Kemarin pagi, dapet nemu thread di facebook, sebuah posting unfaedah si sebetulnya, tapi ya karena penasaran, diklik-lah kolom komentar, untuk sedikit mengetahui apa saja dan siapa saja yang menanggapi thread tersebut, ehhh ternyata ada salah seorang akun yang poto profilnya adalah sesosok wajah yang terlihat tidak muda lagi, berpenampilan perempuan, dan saya yakin mesti si pemilik akun tersebut adalah emak-emak.
Dalam kolom komentar tersebut, blio (emak-emak tersebut) mengirimkan komentar dengan menyertakan sebuah screen capture dari sebuah portal berita digital, detik(dot)com yang telah di edit sedemikian rupa dari berita aslinya.

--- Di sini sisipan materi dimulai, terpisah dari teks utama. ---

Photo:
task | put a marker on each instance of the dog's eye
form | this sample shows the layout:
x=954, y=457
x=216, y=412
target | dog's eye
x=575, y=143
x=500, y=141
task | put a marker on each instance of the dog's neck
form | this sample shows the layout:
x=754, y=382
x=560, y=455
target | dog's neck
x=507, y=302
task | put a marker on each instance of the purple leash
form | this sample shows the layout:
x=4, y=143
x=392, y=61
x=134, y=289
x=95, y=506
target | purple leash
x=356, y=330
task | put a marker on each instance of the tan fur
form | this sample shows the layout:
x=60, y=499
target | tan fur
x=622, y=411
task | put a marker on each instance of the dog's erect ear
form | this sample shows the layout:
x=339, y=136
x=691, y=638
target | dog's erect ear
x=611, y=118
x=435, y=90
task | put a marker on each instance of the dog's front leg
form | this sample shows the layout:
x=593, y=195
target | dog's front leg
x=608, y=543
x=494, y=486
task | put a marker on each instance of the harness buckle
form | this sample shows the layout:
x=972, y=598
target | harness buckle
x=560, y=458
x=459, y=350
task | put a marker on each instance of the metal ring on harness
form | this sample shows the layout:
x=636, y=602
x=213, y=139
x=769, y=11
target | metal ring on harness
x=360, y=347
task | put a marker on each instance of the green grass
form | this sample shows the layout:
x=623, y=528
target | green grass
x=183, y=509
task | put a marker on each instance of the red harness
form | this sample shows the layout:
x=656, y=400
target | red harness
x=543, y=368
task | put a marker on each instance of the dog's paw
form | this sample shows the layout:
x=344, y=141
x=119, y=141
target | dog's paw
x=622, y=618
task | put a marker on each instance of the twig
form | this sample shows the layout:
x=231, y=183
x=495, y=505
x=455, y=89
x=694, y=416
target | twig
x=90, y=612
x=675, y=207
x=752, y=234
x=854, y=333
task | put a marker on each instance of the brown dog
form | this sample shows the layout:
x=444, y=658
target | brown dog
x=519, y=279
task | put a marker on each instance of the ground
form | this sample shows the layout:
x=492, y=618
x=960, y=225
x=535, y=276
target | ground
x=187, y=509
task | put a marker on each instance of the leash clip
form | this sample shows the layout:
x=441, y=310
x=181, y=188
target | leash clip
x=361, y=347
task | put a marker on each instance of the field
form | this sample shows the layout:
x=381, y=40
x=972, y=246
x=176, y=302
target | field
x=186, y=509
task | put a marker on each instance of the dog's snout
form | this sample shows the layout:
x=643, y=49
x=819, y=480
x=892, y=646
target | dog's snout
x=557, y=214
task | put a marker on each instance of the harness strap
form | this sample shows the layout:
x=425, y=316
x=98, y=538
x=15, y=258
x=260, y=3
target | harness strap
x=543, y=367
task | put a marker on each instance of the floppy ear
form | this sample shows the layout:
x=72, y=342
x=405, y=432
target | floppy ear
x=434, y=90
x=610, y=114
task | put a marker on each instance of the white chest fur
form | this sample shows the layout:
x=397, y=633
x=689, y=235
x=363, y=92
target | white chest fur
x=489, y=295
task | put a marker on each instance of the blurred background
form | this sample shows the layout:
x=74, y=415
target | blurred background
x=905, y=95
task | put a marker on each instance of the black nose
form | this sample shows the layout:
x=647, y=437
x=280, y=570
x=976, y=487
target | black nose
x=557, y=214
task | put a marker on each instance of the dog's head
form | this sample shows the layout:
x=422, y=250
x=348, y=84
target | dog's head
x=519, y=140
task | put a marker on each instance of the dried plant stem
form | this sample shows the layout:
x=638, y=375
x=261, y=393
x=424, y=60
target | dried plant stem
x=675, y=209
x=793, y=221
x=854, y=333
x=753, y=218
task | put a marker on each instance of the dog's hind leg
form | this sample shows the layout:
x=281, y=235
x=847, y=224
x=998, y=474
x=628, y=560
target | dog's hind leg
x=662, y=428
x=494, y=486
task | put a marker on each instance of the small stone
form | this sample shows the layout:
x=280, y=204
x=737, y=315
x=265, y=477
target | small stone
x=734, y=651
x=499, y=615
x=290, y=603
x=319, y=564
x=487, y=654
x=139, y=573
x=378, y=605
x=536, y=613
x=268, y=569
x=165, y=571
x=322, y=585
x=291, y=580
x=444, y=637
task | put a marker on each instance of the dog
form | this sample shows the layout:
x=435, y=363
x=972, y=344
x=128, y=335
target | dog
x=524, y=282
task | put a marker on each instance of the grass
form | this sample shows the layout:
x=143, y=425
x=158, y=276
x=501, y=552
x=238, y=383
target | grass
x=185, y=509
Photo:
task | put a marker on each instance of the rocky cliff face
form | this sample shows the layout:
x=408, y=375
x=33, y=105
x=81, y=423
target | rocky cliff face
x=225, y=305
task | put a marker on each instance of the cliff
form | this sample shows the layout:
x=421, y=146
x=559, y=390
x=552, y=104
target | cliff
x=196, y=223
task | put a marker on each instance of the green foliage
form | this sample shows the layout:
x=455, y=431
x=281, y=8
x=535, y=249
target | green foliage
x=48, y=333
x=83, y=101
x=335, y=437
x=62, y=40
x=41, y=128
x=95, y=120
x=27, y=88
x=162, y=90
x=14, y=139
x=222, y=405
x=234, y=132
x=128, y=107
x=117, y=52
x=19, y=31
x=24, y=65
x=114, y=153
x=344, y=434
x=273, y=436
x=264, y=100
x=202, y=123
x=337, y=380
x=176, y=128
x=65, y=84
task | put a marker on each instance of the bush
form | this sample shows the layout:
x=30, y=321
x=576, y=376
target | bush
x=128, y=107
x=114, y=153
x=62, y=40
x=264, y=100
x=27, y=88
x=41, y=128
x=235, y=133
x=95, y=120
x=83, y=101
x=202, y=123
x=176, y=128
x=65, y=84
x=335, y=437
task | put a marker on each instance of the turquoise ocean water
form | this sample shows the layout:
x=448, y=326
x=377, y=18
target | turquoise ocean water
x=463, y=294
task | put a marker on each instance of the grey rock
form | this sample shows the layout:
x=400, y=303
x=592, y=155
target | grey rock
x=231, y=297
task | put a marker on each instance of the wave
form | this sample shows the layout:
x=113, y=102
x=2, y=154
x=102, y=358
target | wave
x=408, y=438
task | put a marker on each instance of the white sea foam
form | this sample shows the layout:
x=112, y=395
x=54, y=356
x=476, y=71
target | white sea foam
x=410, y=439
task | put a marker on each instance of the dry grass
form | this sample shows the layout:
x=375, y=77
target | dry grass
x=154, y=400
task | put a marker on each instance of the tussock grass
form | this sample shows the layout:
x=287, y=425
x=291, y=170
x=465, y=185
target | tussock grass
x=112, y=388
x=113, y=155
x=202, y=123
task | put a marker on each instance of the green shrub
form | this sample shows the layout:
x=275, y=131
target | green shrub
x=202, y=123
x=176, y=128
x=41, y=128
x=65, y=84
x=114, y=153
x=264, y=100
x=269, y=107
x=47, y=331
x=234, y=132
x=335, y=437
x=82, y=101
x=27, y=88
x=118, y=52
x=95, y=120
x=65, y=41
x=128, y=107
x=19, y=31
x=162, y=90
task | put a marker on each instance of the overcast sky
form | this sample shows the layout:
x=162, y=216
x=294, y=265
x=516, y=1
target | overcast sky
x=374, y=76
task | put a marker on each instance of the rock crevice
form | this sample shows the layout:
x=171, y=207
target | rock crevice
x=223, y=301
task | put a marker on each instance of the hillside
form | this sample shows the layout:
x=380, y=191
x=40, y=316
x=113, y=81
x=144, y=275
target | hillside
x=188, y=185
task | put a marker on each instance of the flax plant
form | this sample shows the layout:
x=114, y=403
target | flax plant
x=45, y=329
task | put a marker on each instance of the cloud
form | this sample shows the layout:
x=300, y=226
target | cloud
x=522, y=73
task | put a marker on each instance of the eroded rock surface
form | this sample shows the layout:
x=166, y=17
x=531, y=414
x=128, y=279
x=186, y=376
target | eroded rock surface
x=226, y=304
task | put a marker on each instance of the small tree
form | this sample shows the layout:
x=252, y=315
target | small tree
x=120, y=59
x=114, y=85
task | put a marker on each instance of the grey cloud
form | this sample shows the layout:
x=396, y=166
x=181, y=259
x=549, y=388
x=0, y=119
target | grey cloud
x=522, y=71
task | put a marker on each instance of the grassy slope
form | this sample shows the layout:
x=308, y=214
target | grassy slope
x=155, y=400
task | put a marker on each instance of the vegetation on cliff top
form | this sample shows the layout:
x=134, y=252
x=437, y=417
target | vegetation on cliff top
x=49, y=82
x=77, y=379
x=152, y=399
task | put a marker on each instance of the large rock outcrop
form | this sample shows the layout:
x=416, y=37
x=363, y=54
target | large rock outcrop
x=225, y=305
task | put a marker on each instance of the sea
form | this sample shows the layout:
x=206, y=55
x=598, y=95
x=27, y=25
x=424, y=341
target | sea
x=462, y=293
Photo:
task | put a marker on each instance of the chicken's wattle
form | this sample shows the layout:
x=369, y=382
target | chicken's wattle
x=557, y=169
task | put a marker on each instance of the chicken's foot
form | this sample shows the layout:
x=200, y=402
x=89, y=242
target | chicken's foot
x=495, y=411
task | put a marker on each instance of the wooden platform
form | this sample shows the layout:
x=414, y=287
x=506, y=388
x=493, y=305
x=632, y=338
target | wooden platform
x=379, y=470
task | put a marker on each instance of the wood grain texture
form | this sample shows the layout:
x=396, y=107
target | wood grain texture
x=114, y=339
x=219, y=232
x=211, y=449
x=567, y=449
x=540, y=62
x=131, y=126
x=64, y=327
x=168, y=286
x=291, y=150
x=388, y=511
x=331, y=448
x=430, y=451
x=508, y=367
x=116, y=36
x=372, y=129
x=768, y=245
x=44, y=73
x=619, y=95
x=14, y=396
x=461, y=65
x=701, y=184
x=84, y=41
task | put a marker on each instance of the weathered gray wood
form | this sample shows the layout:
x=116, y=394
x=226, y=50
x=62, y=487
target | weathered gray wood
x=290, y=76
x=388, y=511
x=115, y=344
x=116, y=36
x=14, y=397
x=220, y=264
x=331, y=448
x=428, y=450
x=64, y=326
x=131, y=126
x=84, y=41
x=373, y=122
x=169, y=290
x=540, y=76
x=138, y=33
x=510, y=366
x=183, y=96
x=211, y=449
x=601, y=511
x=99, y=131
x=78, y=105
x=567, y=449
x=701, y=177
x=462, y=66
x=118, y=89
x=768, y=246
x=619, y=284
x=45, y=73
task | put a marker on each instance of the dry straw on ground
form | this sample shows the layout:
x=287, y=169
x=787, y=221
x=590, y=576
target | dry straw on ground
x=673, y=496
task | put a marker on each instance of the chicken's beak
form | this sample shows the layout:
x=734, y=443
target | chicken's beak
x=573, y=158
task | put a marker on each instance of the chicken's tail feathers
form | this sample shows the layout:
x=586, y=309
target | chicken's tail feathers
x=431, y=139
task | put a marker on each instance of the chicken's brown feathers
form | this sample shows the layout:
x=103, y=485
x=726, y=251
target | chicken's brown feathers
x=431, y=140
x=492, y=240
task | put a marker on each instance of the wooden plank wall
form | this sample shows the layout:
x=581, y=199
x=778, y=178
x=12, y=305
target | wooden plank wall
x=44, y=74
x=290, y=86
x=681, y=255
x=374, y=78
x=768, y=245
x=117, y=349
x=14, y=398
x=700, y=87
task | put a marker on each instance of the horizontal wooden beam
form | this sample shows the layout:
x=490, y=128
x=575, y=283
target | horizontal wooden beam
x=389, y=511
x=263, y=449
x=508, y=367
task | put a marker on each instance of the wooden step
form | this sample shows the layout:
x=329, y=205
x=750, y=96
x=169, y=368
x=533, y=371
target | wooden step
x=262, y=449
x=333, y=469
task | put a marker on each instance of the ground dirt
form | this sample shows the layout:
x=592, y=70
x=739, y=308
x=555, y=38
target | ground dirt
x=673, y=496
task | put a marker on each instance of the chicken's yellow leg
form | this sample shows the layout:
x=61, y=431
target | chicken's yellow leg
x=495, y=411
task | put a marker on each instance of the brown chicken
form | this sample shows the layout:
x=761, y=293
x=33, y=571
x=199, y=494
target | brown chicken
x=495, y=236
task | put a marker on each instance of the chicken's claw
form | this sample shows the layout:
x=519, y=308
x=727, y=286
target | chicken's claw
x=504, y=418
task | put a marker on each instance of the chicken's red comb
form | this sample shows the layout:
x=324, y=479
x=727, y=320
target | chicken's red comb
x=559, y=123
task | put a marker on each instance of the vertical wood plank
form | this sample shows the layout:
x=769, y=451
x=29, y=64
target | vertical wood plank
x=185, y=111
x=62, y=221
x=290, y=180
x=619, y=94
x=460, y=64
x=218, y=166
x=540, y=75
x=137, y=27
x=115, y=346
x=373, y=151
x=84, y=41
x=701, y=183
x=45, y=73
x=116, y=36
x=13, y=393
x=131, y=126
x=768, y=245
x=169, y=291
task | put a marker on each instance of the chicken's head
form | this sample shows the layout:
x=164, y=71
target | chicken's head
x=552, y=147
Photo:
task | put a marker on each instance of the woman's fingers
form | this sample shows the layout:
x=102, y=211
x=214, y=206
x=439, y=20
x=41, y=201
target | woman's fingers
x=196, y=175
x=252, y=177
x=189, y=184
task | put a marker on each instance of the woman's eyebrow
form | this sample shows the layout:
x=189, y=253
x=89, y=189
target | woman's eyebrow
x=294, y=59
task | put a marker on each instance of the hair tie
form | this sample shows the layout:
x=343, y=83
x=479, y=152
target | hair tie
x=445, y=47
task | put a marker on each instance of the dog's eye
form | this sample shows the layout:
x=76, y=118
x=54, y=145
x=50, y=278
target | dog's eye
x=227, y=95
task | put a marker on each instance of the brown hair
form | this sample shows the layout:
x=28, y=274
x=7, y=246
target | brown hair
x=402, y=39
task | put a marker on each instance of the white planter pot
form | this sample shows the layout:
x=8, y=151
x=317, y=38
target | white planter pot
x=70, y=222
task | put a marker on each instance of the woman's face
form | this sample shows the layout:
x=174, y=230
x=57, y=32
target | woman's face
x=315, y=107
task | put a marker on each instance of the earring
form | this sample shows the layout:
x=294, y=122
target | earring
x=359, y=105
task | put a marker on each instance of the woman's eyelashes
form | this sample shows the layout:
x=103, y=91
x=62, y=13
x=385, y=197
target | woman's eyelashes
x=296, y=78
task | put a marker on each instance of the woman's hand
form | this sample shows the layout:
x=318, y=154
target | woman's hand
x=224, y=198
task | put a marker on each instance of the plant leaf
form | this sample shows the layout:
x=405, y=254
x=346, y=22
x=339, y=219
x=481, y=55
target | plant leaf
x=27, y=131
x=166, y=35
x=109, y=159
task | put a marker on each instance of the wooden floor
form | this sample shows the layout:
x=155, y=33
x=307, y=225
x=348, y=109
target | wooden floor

Karena saya ngerti, tuh gambar editan, tak tanyain emak-emaknya dengan bahasa yang agak mendayu, "Linknya ada? atau mau tak editin biar lebih alus?", dan tanpa disangka....si emak ngebalesin dengan gaya typo yang pastinya tidak disengaja, "cara aca sendiri, biar anda lebih tau..." (pasti temen-temen tau apa yang dimaksud dari komen ini, walopun typo).
Dengan berbagai drama di kolom komentar, akhirnya saya memutuskan untuk berhenti mengomen di thread itu, ya karena keinget kalo thread itu unfaedah.
Dari sekelumit cerita diatas, setelah bertapa bermuhasabah, dapet sebuah kesimpulan, bahwasanya "quu anfusakum wa ahlikum naaro" yang sering dipahami, orang tua yang musti melindungi (kontrol) terhadap keluarga (anak dan istri/suami) dari siksaan api neraka, bergeser menjadi Kontrol Anak terhadap Medsos Orang Tua.
Ya, karena itu tadi, yang ditanyain di yaumul hisab, bukan hanya perilaku, tindak tanduk di dunia nyata saja, tapi gusti Allah juga tau perilaku dan tindak tanduk di dunia maya....nah sebagai anak yang berusaha melakukan "birul walidain", sudah semestinya anak mengontrol media sosial orang tua :), biar gak ikut-ikutan main tik-tok, terjerumus membagikan postingan hoax yang akhirnya bermuara pada penyesalan tiada akhir kalau sampai berhubungan dengan pihak cyber kepolisian, apalagi sampai bunuh-bunuhan kek yang kemarin pernah ada....naudzubillah.